The adrenaline and the feeling of her body pressed against mine is the only thing that keeps me from wanting to die. My brother is gone. I'm afraid that soon, Harry will be too, and there's nothing I can do about that. I'm afraid for Hermione.
It still takes a lot of courage to grab her hand, but I do it. "Are you alright?" I ask her, trying to avoid her eyes.
"I'm fine," she whispers.
I know that she's not fine. Neither am I. None of us in this bloody battle are fine. But I can't think of any comforting words. No words can make it alright.
All of a sudden, I am startled by the sound of approaching footsteps. We both leap up simultaneously, only to see Harry standing at the top of the stairs. Hermione walks up to him immediately. Even in the dire situation we are in, I feel a sudden pang of jealously.
"Harry," she says simply.
Harry looks grave, determined, as though he's already made up his mind. "No one else is going to die for me."

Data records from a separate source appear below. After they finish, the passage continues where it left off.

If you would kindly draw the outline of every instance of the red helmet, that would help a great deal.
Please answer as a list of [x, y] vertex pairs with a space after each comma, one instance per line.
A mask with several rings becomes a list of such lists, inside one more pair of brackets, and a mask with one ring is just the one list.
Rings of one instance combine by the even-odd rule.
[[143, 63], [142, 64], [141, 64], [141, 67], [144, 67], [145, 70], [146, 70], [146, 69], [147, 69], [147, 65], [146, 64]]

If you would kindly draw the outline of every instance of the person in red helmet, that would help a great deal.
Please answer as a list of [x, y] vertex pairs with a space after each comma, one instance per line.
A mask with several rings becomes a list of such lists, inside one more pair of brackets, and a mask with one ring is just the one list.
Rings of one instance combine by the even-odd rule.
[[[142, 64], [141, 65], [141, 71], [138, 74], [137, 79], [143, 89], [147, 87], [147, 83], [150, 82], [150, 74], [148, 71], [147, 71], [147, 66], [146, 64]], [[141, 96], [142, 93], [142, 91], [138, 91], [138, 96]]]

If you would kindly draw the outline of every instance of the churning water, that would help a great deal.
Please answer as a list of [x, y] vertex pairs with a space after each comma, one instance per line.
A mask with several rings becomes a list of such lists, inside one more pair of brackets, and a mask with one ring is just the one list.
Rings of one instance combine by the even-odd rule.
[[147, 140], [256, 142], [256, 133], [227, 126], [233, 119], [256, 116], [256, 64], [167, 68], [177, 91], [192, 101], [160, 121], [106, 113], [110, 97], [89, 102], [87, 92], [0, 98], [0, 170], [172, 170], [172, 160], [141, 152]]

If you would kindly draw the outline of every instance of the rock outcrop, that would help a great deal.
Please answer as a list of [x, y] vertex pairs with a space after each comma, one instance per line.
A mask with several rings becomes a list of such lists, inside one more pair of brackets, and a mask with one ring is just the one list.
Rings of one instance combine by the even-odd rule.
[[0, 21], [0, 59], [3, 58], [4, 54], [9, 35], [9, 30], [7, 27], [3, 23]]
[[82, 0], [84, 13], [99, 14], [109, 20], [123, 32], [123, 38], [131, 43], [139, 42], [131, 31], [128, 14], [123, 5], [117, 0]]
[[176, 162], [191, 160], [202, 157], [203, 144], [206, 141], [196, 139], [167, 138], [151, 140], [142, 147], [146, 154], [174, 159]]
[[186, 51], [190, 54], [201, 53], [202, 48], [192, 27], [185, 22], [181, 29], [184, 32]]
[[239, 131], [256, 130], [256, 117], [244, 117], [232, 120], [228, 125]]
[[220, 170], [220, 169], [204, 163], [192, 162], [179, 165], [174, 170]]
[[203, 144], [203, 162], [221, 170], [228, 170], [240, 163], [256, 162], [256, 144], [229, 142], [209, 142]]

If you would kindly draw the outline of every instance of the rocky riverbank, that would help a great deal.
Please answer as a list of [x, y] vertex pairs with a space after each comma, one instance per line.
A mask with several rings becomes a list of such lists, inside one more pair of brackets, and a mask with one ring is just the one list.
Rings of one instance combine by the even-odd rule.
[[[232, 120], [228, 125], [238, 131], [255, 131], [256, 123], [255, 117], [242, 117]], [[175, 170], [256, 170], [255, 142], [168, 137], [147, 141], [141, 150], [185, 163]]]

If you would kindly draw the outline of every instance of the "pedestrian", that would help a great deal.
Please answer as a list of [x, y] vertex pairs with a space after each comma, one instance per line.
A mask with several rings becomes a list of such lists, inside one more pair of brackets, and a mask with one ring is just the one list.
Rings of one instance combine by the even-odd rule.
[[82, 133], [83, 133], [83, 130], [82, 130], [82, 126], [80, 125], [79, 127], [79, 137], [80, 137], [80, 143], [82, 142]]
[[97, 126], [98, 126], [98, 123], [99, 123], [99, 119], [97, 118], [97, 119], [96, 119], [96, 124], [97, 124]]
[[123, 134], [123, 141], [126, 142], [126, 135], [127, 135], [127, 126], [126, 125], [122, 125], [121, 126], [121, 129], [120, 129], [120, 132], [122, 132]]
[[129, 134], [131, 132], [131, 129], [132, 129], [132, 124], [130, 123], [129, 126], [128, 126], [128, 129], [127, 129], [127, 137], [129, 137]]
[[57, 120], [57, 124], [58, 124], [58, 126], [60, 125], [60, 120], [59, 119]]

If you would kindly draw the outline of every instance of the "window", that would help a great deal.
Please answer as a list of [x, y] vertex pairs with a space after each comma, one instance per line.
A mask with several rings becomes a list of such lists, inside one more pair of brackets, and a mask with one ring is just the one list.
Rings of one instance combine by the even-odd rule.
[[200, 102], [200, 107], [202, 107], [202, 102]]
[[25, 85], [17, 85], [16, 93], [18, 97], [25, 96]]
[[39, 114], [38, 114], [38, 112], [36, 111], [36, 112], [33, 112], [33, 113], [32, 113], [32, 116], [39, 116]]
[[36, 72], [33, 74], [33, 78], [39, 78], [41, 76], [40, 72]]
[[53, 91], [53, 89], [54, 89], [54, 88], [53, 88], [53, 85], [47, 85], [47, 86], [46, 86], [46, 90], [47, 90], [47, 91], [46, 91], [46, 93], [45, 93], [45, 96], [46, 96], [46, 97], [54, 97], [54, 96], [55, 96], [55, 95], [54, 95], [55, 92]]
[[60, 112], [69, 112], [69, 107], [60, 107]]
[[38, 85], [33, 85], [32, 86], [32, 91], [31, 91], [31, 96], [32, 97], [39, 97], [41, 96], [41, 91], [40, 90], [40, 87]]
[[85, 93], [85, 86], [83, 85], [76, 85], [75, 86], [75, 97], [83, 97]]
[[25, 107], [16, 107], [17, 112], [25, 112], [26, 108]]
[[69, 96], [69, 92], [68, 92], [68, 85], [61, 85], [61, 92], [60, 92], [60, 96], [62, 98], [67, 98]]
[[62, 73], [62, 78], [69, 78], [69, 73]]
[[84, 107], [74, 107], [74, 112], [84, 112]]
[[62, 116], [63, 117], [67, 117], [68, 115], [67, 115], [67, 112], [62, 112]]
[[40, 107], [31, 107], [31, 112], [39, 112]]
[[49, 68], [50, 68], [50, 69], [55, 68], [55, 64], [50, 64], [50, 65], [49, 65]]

He's so bloody noble. Always playing the hero. Saving Ginny. Going to "rescue" Sirius from the Department of Mysteries. Even in that damn Triwizard Tournament, when he saved me and Fleur's sister and tried to save Hermione too.
I know what he's going to do.
He's going to sacrifice himself.
I can't bear to think of it. I want to say something to him. I want to go to him and hug him and tell him he doesn't have to do this, that it will all be alright. That even if he does do it, I'll miss him.
But I can't.
The jealousy and the sadness and the hurt and the loss are eating me up from the inside. All I can do is watch the scene play out in front of me. I am almost in a trance. Is this really happening?
I am watching Harry and Hermione, but not truly seeing them.
Suddenly, I am snapped out of my trance. I feel a painful pang in my stomach, caused by the heartfelt, sincere words Hermione has just uttered: "I'll go with you."
She wants to go with him to die.
It hurts so much.
Now they're hugging. I wonder if they'll ever let go. He's whispering something in her ear. They're trying to leave me out of their conversation.
I don't want to feel bitter. I might never see my best friend again, my partner in crime, my accomplice… for so many years, my role model. But it's all I can feel right now.
Now Harry's looking at me over Hermione's shoulder. He's trying to say something with his eyes. I can't exactly tell what he's trying to say. But an unspoken acknowledgement passes between us – I will take care of Hermione and Ginny, no matter what. I need to be strong for them. I feel almost as if he's telling me to just pluck up the courage and tell Hermione how I feel. He's right.
I don't want him to go.
He releases Hermione and gives me one last long look. He knows how I feel. He knows that I will miss him. I'm glad he knows. And even though blokes aren't supposed to say this kind of thing, I do love him.
My eyes are suddenly full of tears. I want to run to Harry, stop him, bring him back. But it's too late, and in the blink of an eye he's gone.